Asthma in humans is due to not just allergy. Our previous study of PDCD5 in asthma patients did not specify whether asthmatic patients were allergic or not, whereas the mouse model in this study is an allergic asthma model. Considering the consistent correlation between PDCD5 expression and severity of asthma from clinical research to animal models, although we cannot regard PDCD5 as a potential biomarker for monitoring and controlling asthmatic severity, PDCD5 may play a role in allergic asthma.

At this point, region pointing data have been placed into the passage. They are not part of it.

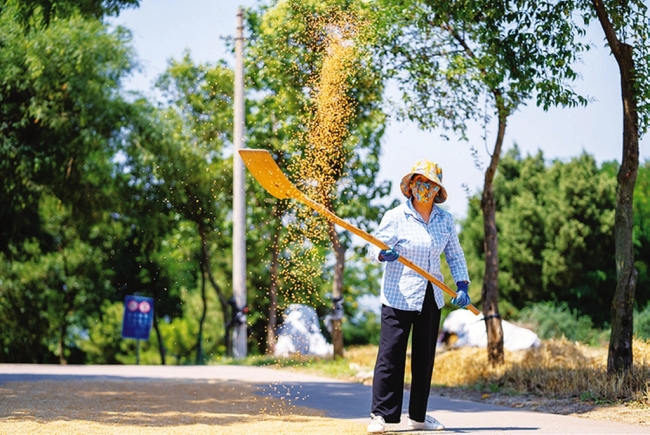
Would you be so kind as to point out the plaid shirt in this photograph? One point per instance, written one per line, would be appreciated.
(404, 230)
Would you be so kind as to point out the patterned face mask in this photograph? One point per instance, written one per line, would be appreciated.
(424, 191)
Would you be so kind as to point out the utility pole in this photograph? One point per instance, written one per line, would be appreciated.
(239, 339)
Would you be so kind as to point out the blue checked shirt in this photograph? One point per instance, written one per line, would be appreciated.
(423, 243)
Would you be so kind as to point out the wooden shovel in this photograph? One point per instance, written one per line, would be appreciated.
(269, 175)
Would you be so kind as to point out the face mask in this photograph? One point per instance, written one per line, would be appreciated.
(424, 191)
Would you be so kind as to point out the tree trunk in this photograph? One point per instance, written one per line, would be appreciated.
(619, 358)
(199, 338)
(205, 260)
(153, 286)
(337, 291)
(272, 324)
(161, 345)
(490, 290)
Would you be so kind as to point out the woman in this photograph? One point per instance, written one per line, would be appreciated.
(420, 231)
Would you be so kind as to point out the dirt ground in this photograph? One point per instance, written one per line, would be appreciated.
(165, 407)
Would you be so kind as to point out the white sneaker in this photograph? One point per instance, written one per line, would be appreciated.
(377, 424)
(429, 423)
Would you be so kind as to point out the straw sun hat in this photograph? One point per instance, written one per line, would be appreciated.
(432, 171)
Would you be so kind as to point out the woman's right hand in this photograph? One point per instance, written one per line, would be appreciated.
(388, 255)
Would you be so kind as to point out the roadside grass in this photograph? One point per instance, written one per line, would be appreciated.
(558, 369)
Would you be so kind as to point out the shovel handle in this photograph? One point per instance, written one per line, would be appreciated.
(375, 241)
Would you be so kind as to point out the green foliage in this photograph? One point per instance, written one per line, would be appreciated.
(41, 12)
(556, 223)
(551, 320)
(447, 56)
(104, 342)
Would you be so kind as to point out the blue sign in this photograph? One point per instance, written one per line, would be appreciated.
(138, 317)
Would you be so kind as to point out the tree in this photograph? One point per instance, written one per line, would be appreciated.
(189, 162)
(626, 29)
(448, 56)
(556, 223)
(61, 121)
(41, 12)
(287, 50)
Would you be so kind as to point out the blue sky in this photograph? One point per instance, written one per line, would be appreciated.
(165, 28)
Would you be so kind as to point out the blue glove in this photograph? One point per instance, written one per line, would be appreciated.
(388, 255)
(462, 298)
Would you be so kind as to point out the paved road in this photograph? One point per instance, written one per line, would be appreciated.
(338, 399)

Moreover, we found increased PDCD5 protein level in airway epithelium and inflammatory cells around airways. PDCD5 could induce apoptosis of many kinds of cells [34, 35]. Thus, with increased number of cells involved in inflammation and remodeling, more PDCD5 was produced to inhibit the progression of inflammation and remodeling. Accordingly, with reduced number of cells involved in inflammation and remodeling, PDCD5 expression was reduced. However, further studies of the underlying molecular mechanisms are required.

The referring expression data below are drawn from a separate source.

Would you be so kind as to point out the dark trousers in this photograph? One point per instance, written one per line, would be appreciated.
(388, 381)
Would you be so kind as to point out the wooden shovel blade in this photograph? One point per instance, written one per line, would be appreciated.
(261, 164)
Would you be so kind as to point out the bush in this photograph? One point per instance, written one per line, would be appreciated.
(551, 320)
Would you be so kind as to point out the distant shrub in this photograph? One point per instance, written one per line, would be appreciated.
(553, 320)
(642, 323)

Caspases are a family of cysteine-dependent aspartate-directed proteases that play essential roles in apoptosis, necrosis, and inflammation [36]. There are two types of apoptotic caspases: initiators (apical) and effectors (executioner) [37]. Active effector caspases trigger the apoptotic process [7]. Caspase-3 has long been recognized as the key executioner caspase in apoptosis, and active caspase-3 is an early marker of apoptosis [7-9]. To further identify the correlation between asthma and apoptosis, we measured the level of active caspase-3. In agreement with previous studies, active caspase-3 protein was expressed mainly in epithelial cells and macrophages. In accordance with the increased expression of PDCD5 in OVA-challenged mice, active caspase-3 level was also increased in lung tissues of these mice. Several studies have reported that PDCD5 can promote the activation of caspase-3 [38-40]. Upregulated active caspase-3 indicates increased cell apoptosis during the development of asthma. Macrophages or bronchial epithelial cells can recognize and remove apoptotic eosinophils, so increased apoptotic epithelial cells or macrophages may lead to airway remodeling and accumulated eosinophils.

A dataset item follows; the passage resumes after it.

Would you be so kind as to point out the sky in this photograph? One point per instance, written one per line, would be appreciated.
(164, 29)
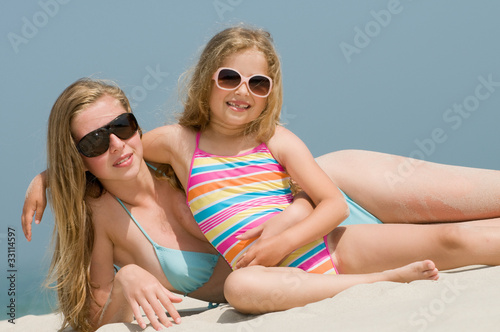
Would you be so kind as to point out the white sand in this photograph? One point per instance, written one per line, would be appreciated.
(462, 300)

Zn is an important regulator of caspase-3 [41]. Truong-Tran et al. found adverse effects of Zn deficiency on the respiratory epithelium and a role for altered Zn homeostasis and caspase upregulation in asthma [42]. However, further study of the possible effect of a Zn-limited diet on caspase upregulation in asthmatic mice is needed.

Conclusions

We found a correlation between PDCD5 expression and severity of asthma in OVA-induced asthmatic mice. PDCD5 may play a role in allergic asthma. Future studies are required to determine the underlying mechanism.